How will a banking crisis affect IGT? It will cut its lifeline, what has enabled it to continue as a going concern despite losing money consistently now. IGT’s biggest loan is €1.5B from a group of banks. The top 5, each of which loaned IGT €200 million, are Bank of America, BNP Paribas, Intesa Sanpaolo, Mediobanca, and Unicredit. All of them, with the exception of Bank of America, are either at or very near all time lows. They have their own serious problems. In fact, practically all banks in Europe are trading at or near all time lows. Clearly all this lending isn’t doing much. There has been no sustained recovery in the European banking sector since the 2008 financial crisis. It’s just been a slow death, hospice, with the banks all in a persistent vegetative state being fed with a feeding tube of liquidity from the European Central Bank.
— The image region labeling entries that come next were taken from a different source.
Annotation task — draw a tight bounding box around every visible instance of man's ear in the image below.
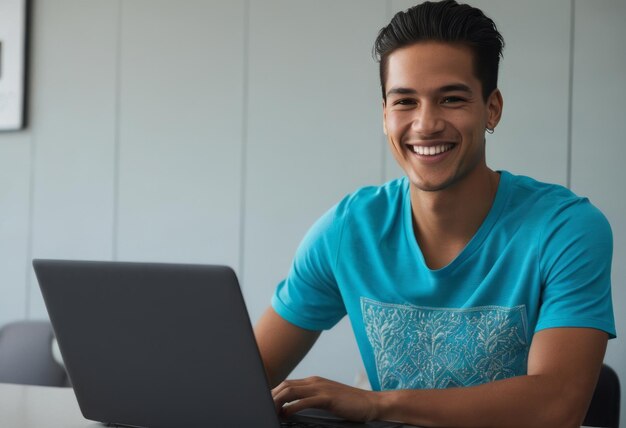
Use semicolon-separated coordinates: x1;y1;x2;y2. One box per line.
487;88;504;129
383;100;387;135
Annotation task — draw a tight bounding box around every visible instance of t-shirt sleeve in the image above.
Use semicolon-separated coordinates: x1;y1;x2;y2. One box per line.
535;198;616;338
272;203;346;331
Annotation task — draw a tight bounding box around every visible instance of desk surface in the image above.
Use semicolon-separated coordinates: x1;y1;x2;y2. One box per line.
0;383;585;428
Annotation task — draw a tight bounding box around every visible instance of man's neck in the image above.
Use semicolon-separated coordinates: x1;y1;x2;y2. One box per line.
411;167;500;269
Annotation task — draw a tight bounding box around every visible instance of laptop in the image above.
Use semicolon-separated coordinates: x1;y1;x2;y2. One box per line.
33;259;402;428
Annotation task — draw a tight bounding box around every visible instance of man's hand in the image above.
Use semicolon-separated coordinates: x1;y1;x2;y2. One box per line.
272;377;378;422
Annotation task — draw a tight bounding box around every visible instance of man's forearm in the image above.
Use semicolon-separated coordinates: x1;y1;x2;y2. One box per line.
375;375;591;428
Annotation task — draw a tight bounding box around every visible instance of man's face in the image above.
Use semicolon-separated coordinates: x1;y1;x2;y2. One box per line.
383;42;502;191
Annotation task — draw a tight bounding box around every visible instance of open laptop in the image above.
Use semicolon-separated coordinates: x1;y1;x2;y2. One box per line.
33;259;401;428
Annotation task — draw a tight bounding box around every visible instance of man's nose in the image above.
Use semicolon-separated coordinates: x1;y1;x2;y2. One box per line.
411;103;445;136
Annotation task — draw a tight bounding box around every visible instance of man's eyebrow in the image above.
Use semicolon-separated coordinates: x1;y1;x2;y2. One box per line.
387;83;473;96
438;83;472;94
387;87;417;96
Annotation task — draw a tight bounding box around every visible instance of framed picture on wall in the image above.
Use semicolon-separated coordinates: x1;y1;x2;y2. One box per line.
0;0;27;131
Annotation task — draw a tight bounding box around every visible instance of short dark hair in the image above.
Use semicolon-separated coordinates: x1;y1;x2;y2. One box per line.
373;0;504;101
If a subprime mortgage crisis could precipitate the near total collapse of the global banking system 12 years ago, then the complete freezing of the entire global economy for an entire quarter certainly will. The only reason we aren’t quite seeing it yet is because this time the Fed and the ECB aren’t in a wait-and-see mood. They printed trillions immediately.

IGT, like so many other companies these days, not to mention governments, runs a debt Ponzi, paying off old bondholders with proceeds from new debt. The only difference between this and a real bona fide Ponzi scheme is that in IGT’s case, everyone knows they’re playing musical chairs and closes their eyes anyway. In a Madoff scheme it’s a secret, so it’s fraud and illegal. In this case it’s open, an elephant in the room nobody likes to acknowledge or talk about, but they all know it’s coming and just hope they won’t be the last ones out.

Whether they are secret or in the open though, these things only work so long as you get new investors to pay off the old ones. By next year I believe extending the scheme for IGT any further will be impossible because there will be no bank able, let alone willing, to lend anymore. For casino patrons it’ll be good news. The casinos will get their slot machines for much cheaper and maintenance costs will fall. Consumers will benefit and so will the casinos themselves. Bankruptcy is not a bad thing. It’s just an honest acknowledgement of entrepreneurial errors.

In its latest statement, IGT admits that social distancing regulations both in Italy and the United States, which together make up 80% of its revenues, will limit the number of guests per location. If IGT couldn’t put together a consistent profit at full capacity, there is no way it can pull any kind of profit under a social distancing regime that will last who knows how long. It’s going to need to borrow more money by the end of the year, and I do not think it will be able to. It currently has about $2.2 billion in liquidity, and once that runs out there won’t be any more.